If a girl not known to be a sex worker disappears in Ipswich, or turns up dead, how will you now stop yourselves or your audience speculating that she too was a "prostitute", as happened with the "ripper" case? The one solid fact about this killer, as with too any of our serial killers, is that he only kills women, so far.

  • 102.
  • At 11:56 PM on 12 Dec 2006,
  • Monjo wrote:

If a woman works as a prostitute and is found murdered, the likelihood is she was killed because she was a prostitute. This could be because the killer finds prostitution immoral, because the killer feels guilt after paying for sexual pleasure, because the killer has a need to kill and picks an easy target.

In any case the fact that the woman is a prostitute is important.
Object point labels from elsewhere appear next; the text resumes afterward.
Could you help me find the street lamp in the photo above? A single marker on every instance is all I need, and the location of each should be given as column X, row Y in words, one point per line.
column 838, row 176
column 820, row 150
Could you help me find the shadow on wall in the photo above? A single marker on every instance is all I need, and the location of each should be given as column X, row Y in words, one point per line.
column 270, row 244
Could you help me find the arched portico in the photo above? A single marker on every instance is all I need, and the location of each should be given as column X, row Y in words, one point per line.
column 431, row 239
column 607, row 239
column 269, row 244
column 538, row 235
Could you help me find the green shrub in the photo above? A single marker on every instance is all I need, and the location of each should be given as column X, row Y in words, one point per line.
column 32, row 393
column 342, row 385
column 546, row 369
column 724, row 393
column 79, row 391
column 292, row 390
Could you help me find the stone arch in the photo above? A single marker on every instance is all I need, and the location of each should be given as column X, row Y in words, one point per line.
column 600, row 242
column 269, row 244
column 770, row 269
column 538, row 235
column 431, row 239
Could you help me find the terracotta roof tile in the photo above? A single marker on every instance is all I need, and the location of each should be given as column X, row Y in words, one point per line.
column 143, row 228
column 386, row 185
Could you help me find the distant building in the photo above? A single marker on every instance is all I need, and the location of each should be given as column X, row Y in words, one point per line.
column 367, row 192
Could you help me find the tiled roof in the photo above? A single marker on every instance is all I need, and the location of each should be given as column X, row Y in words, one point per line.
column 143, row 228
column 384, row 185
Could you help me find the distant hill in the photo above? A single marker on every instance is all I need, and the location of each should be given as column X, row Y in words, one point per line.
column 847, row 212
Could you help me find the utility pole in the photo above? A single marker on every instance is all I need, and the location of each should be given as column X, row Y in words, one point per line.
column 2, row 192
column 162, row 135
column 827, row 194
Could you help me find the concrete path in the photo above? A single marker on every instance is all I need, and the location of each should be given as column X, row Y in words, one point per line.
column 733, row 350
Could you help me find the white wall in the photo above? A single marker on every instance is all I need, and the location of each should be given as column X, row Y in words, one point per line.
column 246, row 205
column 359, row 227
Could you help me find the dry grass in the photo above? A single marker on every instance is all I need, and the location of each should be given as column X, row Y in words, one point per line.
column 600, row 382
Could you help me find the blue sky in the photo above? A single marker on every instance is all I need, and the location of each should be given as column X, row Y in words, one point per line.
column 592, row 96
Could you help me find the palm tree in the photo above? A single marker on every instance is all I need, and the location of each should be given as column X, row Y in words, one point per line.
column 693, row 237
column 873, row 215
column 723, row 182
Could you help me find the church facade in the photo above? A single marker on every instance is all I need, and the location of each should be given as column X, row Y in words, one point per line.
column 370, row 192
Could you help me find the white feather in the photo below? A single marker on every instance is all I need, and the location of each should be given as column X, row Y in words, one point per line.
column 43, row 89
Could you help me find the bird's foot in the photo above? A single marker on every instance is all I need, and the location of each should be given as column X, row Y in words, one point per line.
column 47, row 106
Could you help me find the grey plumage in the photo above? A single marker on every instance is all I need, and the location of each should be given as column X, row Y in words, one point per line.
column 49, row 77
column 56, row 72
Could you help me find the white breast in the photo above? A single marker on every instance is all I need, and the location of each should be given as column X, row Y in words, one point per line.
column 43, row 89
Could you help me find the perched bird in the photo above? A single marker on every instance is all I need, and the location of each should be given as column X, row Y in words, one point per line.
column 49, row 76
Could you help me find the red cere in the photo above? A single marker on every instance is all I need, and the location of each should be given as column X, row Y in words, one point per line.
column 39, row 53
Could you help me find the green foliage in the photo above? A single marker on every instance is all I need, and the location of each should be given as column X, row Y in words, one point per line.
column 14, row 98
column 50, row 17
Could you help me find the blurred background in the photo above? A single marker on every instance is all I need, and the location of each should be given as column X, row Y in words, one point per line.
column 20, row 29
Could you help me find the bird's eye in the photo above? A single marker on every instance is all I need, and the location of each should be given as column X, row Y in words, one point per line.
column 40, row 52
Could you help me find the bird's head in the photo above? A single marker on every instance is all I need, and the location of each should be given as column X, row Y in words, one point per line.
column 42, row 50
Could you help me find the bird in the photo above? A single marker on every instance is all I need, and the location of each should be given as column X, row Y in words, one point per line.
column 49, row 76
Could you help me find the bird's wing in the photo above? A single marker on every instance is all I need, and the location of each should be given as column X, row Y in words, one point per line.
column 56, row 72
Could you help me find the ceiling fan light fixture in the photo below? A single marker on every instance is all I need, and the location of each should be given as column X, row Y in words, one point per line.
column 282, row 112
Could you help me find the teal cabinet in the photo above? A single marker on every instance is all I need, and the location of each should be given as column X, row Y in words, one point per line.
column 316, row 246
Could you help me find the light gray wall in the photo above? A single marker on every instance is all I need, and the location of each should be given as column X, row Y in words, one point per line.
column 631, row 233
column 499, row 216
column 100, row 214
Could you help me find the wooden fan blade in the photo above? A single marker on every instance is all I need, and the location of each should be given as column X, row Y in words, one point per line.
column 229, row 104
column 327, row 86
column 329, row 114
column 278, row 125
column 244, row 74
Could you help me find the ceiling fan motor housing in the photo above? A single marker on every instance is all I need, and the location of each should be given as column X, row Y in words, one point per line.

In the terms of the Ipswich murders to just say "Another woman found dead" would not say very much, to say "Another prostitute body found" and immediately the reader associates this new story with the existing stories.

I think that using the word 'prostitute' with every news bulletin implies you have already made some assumption about this killer's motives.

Maybe the availability of certain women (prostitutes) who would get into the car of a stranger is purely the opportunity rather than the sick, psychological drive.

Although in this case the categorisation of these women may be relevant, I worry about the general trend of 'the media' to try and force an angle on every story. Regarding this weekend's murder in Henley-on-Thames, I'm sure I heard on Saturday that two 'students' had been arrested. Now they have become 'youths' and the murdered man had become a 'businessman' (he had a job in sales).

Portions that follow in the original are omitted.